Quantum Aspects of Massive Gravity II: Non-Pauli-Fierz Theory

TL;DR

This paper explores the non-Pauli-Fierz massive gravity theory, demonstrating that the Lee-Wick mechanism can address its ghost issue, potentially making it a viable large-scale gravity modification consistent with quantum principles.

Contribution

It shows how to use the Lee-Wick mechanism to handle ghosts in non-Pauli-Fierz massive gravity, establishing quantum consistency and viability for large-distance gravity modifications.

Findings

The ghost in non-Pauli-Fierz theory can be managed via the Lee-Wick mechanism.

The theory remains stable under radiative corrections.

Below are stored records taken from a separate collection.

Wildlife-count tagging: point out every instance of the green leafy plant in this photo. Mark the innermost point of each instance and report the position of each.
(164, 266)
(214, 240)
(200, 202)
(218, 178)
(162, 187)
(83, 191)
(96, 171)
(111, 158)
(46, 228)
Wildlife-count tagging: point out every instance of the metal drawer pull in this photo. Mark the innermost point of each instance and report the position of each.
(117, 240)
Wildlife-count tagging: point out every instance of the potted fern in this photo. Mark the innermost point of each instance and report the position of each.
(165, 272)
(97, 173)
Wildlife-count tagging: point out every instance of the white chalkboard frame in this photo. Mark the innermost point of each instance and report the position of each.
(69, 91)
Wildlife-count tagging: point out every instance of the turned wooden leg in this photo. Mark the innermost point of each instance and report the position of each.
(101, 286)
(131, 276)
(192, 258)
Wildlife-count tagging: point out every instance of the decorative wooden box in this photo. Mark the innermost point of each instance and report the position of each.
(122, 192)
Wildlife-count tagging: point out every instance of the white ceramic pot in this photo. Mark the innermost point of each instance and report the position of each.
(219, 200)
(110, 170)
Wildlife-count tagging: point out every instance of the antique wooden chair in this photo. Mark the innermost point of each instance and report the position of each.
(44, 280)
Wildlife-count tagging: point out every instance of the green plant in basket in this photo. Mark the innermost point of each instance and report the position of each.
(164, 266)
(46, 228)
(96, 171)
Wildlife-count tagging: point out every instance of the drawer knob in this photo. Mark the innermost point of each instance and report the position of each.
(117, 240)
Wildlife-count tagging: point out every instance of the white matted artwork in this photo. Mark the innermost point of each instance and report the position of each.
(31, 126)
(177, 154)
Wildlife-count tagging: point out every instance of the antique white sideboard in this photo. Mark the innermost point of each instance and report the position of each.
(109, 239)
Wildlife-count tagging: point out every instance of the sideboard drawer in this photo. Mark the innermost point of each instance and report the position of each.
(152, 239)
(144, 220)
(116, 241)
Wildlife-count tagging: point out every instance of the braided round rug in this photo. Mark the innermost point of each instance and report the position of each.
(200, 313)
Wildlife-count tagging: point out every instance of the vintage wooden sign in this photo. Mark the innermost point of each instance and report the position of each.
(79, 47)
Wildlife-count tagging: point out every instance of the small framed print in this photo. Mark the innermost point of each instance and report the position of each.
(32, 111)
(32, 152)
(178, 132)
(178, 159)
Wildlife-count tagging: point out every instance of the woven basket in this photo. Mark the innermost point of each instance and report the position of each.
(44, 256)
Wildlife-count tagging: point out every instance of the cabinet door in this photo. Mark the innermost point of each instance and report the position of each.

It naturally converges to general relativity at short distances.

Abstract

We investigate the non-Pauli-Fierz(nPF) theory, a linearized massive gravity with a generic graviton mass term, which has been ignored due to a ghost in its spectrum and the resultant loss of unitarity. We first show that it is possible to use the Lee-Wick mechanism, a unitarization through the decay of a ghost, in order to handle the sixth mode ghost of nPF, and then check for the quantum consistency. Once proven to be consistent, nPF could become a viable candidate for a large distance modification of gravity, because it naturally solves the intrinsic problems that most dark energy/modified gravity models suffer from: It smoothly converges to general relativity at short distances, and the small graviton mass necessary to modify gravity at large scales can be stable under the radiative corrections from the minimal gravity-to-matter coupling.